Morgan Wade has joined Brooke Reese on The Chart Show with Brooke Reese on Apple Music 1 to talk about the creation of her debut album Reckless. Listen to the full interview here.
From the beginning we were like, “Man, that sounds like an album name.” And then it just, it really did fit for, I think, how I’ve lived. I’m almost four years sober, just with my past and everything I’ve been through and just kind of how we all live a little bit. And it’s, for me, it’s like putting that behind me and growth
“I grew up listening to Elvis Presley. That was my thing as a kid. It was Elvis. And my mom had to tell me, “He’s not alive anymore. He died long before you were born.” Kind of thing. But I always connected with him because he was different and he did his own thing and he changed music. And then now I look towards women like Miley Cyrus. She can do whatever. I mean, she does all styles and stuff like that. And so I find that I gravitate towards those types of individuals that are just, they’re authentic, Lana Del Rey, Halsey, Lady Gaga, Miley Cyrus.”
“That’s actually the first song that I wrote to an instrumental track. So it was just sitting in the studio and Paul Ebersold, my producer, just started playing this track and I was like, “Keep it on a loop.” And I was going through a difficult time right then, it was last December, something like that. And yeah, those words “don’t cry,” everything just came out like that. And so that was the first song that I really did that way. And it turned out pretty cool.”

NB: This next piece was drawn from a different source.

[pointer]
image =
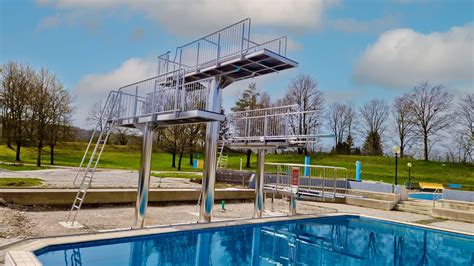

“Wilder Days,” I feel like we worked on that song for so long. That was the first one that we recorded before we even had an idea that there was going to be a full album. We were still like, “Will this be an EP? What will this be?” And so it went through a lot of different phases. There was parts of that song and Sadler would have me sing one line over and over and over again until I was like, “I hate the song now. I don’t care what we do with it.” But we worked really hard on that, I’m glad to see that it’s doing well.”
That’s my favorite thing too, is people being like, “What genre do you consider?” And I’m like, “What is country music anymore? Like really, what is it?” I mean, it’s so many different things and I’m happy that the rules are changing. And it’s like, all right, we’ve got Pink and Keith Urban singing a song together. We’ve got all this different stuff and I’m like, “I love it.” Good music is good music who cares what the label of it is. And I feel like for so long I felt that way. I was like, “I’m not going to listen.” And I’m like, “If you hear something and you like it, you like it. Who cares?”